You need a SINGLE crossover where the yard lead joins the main in the upper left, so trains in/out of the yard can access BOTH mains.

Drop down to the "inner double main and your coal mine. I would relocate the switch to the mine more "to the right", and have a single short crossover to the left of the mine lead, so trains could access the mine from EITHER main track.

Coal mine needs more than one track.
Perhaps one or two "storage tracks", one for empties in, the other for loads waiting to go out.

Keep in mind that on American railroads, particularly in the days of steam, that where there was double track, trains generally "kept to the right". That's because the lion's share of automatic block systems in those days were "251 territory". This meant they were signaled in only one direction.

This is less important if you're modelling today with modern signaling and "rule 261". Trains run in either direction as tracks are now signaled in BOTH directions.


----------



## flyboy2610 (Jan 20, 2010)

I would suggest painting the foam first.
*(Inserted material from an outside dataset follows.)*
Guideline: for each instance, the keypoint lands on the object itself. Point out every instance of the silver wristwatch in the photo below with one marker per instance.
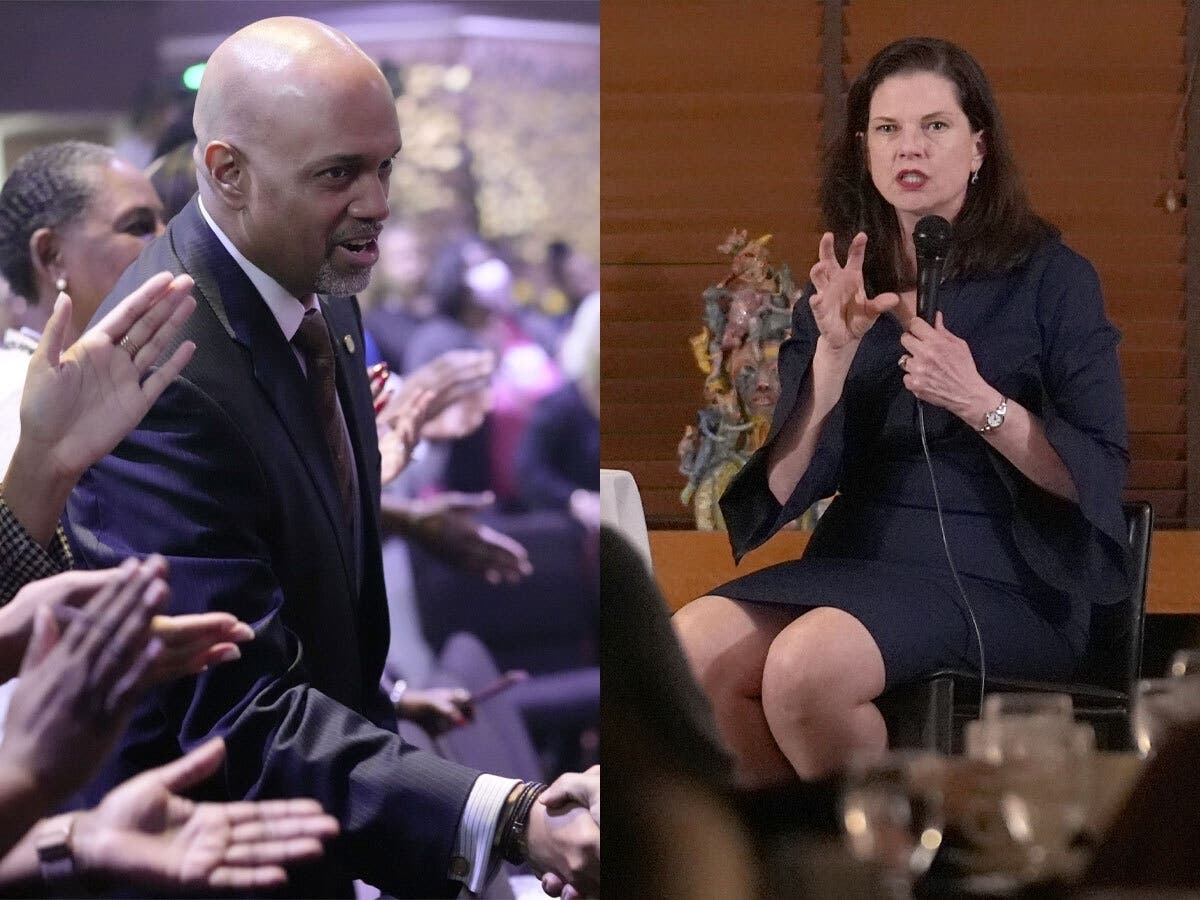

Use a cheap latex house paint, in tan or brown.


----------



## CTValleyRR (Jul 26, 2014)

Bigfoot21075 said:


> So do I glue the track down to the untouched foam layer and just work around it or is it better to paint the surface or something first?


Yes.

As I said in my earlier post, it doesn't matter. There is no right or wrong way to do it. I suggested some follow-on steps there as well (how to build up your scenery).

The problem is that by asking the question, you're looking to be told how to do it and gain some clarity. What's really going to happen is that you will get as many different ideas (all of them perfectly valid) as there are respondants, and you will be just as confused about how to proceed as you are now,

So here's how you proceed: do something. If it works, keep doing it. If not, try something else until you find what works best for you.


----------



## traction fan (Oct 5, 2014)

Bigfoot21075 said:


> Just for others with the same question, I ran across this;


Bigfoot;

While the benchwork shown in the video will work, I don't care for the permanently fastened crosspieces. There are several better ways to make benchwork. You might look for the book "Model Railroad Benchwork" by Linn Wescott online. Its an older, but excellent, way to build benchwork with crosspieces that can be moved. This is important since no matter how carefully you plan things, one or more of those rigid crosspieces may end up in your way. If that doesn't happen now, it likely will, down the road, when you decide to add some below track level feature. Wescott built a long layout and used pretty heavy 1x4 & 1x3 L-girders as his main supports. I would use smaller, & lighter lumber. Since you plan to have foam on top of your table, the ("Oh $%#^&[email protected] this *&^%$ crosspiece, is right in the middle of my lake!) scenario is less likely, so maybe you prefer to follow the video. 

Good Luck & Have Fun;

Traction Fan 🙂


----------



## Bigfoot21075 (Aug 7, 2021)

J.Albert1949 said:


> You wouldn't find double crossovers used on yard tracks (as you have towards the lower right). The one on the lower two tracks is "too far back" to be really useful, anyway. You can't run around a full-sized train with it.
> 
> One single crossover, fine. You just need this on one pair of tracks.
> These become an "inbound" track and "a runaround" or escape track.
> ...


Actually that double crossover at the end of the yard line is an escape for an engine pulling a line of cars. It is strictly for convenience. GREAT IDEA on the mine entrance and tracks I will do that. THANKS!


----------



## MichaelE (Mar 7, 2018)

Quite often short stub tracks for storing a utility locomotive for yard work is included in many small yards overseas. It greatly helps pushing a consist into a track when the locomotive must get off that dead-end track to go somewhere else and there is no run-around.


----------